Archizoom Associati was a Florentine design group founded in 1966. Like countless progressive design collectives that came before, their creative statement was rooted in ‘anti-design’, preaching avant-garde doctrines that came to define an entire era of radical Italian movements. Stylistically, their work rejected modernist ideologies of the early 20th century, instead borrowing from the fictional, graphic world of Pop Art. Archizoom Associati toyed with post-modern ideas and sought to design environments in which the ‘user’ took part in their creation and function, believing in a basis of self-expression and communication.

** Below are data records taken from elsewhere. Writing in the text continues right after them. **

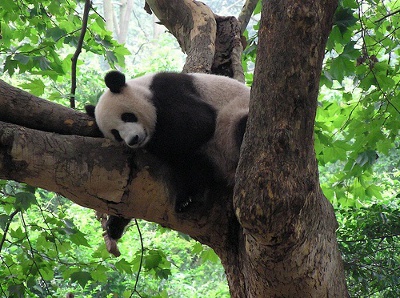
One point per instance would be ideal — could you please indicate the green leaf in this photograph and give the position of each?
(36, 86)
(124, 266)
(81, 278)
(344, 18)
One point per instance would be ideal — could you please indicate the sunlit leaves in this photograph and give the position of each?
(36, 34)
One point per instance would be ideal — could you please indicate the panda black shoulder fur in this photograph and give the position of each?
(194, 122)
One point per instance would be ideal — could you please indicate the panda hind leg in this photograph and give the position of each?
(192, 182)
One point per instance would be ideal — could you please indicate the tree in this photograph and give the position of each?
(277, 236)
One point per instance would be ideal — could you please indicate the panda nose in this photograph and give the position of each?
(133, 141)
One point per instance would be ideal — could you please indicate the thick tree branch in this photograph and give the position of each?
(107, 177)
(22, 108)
(212, 43)
(286, 218)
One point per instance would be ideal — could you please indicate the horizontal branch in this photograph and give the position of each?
(110, 178)
(20, 107)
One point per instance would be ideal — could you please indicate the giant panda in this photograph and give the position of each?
(193, 122)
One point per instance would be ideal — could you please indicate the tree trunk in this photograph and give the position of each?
(289, 246)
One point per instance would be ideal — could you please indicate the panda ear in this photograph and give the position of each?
(115, 80)
(90, 110)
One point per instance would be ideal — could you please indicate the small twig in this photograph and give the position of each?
(3, 239)
(141, 259)
(78, 50)
(246, 13)
(388, 15)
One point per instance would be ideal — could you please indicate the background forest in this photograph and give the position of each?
(50, 246)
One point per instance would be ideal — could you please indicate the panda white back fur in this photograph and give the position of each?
(194, 122)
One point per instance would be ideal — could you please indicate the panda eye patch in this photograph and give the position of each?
(128, 117)
(116, 135)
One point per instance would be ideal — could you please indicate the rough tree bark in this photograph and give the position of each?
(276, 238)
(288, 224)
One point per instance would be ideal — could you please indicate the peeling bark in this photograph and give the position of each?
(212, 43)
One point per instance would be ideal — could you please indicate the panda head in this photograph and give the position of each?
(125, 112)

In 1967 Italian architect Ettore Sottsass asked each of Archizoom’s four founding members to design a bed in a unique environment on a 1:10 scale. The assignment was to introduce the collective in Domus Magazine – an architecture and design publication founded by Gio Ponti in 1928 – and was to be presented at an exhibition taking place that year in Lyon, France.

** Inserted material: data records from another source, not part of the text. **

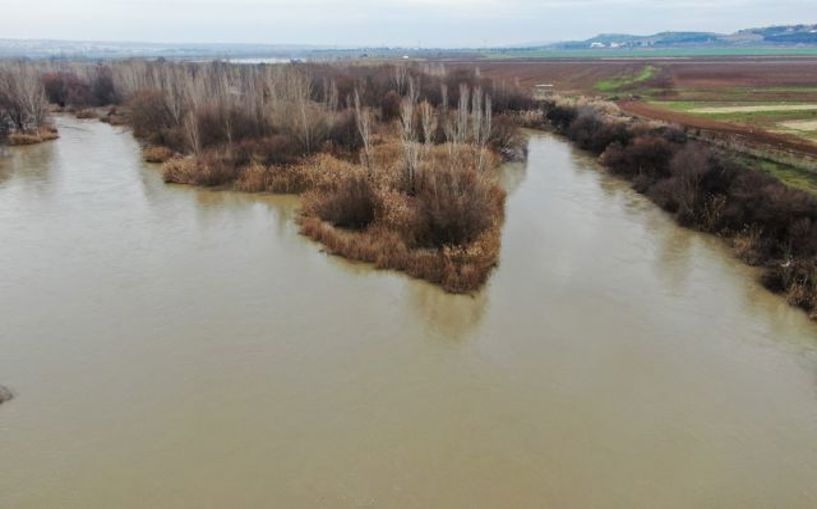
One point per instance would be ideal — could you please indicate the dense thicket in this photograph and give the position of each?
(23, 105)
(396, 163)
(769, 223)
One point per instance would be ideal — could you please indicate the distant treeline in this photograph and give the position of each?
(396, 163)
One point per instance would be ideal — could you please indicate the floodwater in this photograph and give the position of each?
(172, 347)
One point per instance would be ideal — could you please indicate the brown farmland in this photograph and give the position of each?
(713, 80)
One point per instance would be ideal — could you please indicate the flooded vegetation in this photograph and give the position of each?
(176, 346)
(768, 223)
(397, 164)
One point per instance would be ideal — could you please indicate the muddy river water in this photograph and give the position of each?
(172, 347)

The four resulting beds came to make up the group’s Manifesto of Radical Architecture. Collectively, the typological designs shared an objective to represent imagination, rather than succumbing to traditional principles of modern day manufacturing. Each work stood as an anti-archetype – rejecting elementary details – and was to exude a sizable amount of Pop imagery. Pop, at the time, was a radical format, in which its objective was to unite culture through the reevaluation of taste, achieved by way of kitschy elements that questioned elegant, geometric design. Each of Archizoom’s dream beds personified likeminded design ideologies while representing four distinct avant-garde identities in their Pop-induced designs.